My Atoms Come From Those Stars
by Kirsten Ogden
after Neil DeGrasse Tyson
Yesterday I saw pictures of Pluto photoshopped as the Death Star.
The stars collapsed inside my father’s pancreas.
It took over four hours for the photographs to return to Earth.
My father would think it’s marvelous we’ve developed
a way to send pictures, voices, across the galaxy,
But we can’t figure out how to save people.
So sometimes we kill ourselves in tiny little cuts, like a thousand
Paper Cranes. We send rocket scientists to the moon.

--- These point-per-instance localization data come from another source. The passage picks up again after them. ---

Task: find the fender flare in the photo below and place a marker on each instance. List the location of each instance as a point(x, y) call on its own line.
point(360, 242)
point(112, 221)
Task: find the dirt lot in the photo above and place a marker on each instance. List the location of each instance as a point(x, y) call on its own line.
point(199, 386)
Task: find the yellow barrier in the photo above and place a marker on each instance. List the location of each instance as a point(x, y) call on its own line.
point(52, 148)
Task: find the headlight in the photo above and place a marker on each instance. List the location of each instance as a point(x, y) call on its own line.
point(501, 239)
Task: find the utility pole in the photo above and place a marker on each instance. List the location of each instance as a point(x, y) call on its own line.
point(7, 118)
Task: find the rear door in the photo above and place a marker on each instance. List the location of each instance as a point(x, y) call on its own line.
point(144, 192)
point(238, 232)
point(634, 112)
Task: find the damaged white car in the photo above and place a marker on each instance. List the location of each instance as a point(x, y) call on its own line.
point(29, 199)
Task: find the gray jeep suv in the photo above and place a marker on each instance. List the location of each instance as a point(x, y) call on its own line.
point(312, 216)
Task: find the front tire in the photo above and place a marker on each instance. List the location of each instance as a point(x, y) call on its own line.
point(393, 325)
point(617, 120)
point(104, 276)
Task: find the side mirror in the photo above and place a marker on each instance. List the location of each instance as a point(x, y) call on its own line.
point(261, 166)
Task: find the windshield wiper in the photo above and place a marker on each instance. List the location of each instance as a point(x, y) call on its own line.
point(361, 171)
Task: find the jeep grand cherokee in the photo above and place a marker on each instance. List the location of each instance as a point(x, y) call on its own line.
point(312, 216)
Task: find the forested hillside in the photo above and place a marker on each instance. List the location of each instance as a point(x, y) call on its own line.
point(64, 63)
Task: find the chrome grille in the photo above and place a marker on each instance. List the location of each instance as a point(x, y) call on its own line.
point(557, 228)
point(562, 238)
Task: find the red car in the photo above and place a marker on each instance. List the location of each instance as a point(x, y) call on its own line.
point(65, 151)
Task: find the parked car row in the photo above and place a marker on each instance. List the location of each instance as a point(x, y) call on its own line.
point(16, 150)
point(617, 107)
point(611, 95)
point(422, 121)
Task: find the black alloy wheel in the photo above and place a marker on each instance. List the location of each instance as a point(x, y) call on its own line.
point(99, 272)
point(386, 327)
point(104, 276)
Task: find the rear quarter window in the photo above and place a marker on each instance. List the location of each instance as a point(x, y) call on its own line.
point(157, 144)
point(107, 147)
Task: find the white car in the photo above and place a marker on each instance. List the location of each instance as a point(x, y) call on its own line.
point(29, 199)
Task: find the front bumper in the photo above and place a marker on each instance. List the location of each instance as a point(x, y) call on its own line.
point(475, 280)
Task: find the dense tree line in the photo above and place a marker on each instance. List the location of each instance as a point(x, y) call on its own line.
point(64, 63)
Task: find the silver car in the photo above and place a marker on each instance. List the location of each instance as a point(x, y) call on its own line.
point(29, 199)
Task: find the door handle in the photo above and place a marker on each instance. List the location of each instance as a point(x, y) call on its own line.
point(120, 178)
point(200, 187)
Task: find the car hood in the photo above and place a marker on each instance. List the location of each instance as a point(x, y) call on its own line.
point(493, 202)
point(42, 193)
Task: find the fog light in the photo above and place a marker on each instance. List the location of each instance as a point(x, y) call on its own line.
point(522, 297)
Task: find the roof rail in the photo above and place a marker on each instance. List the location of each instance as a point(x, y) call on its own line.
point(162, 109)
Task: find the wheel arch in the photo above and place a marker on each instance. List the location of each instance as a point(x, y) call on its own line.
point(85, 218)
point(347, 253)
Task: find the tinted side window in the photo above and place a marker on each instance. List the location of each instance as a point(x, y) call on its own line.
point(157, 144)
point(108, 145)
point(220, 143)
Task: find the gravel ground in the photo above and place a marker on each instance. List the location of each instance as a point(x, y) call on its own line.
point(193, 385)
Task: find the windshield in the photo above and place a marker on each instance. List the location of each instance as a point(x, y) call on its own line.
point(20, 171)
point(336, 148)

We send probes to Mars. We cure AIDS. But we can’t feed
the homeless people in Santa Monica anymore without
being jailed. I wanted my father that night so I dialed his number
but there was no answer. I dialed my mother but she
was dead too. And so I thought about whether someone in the Post Office
had figured out how to deliver the cards and letters
I’d written these past few years. There was that one mailman who
sent letters addressed to God to Jerusalem for pilgrims
to place at the wall. I thought about how once I sent a letter to God too
and I asked for a baby but the baby didn’t come the way
I thought it would. That night I took the stained bedsheets to the washing
machines. The stars in Los Angeles were just as bright as
anywhere else I’d seen them. My father and my mother were out there.
A homeless man slept beneath a car in the garage of my building.
He tried to hide when he saw me. I stuffed my sheets in a dumpster
and when I saw him, I tried to hide too.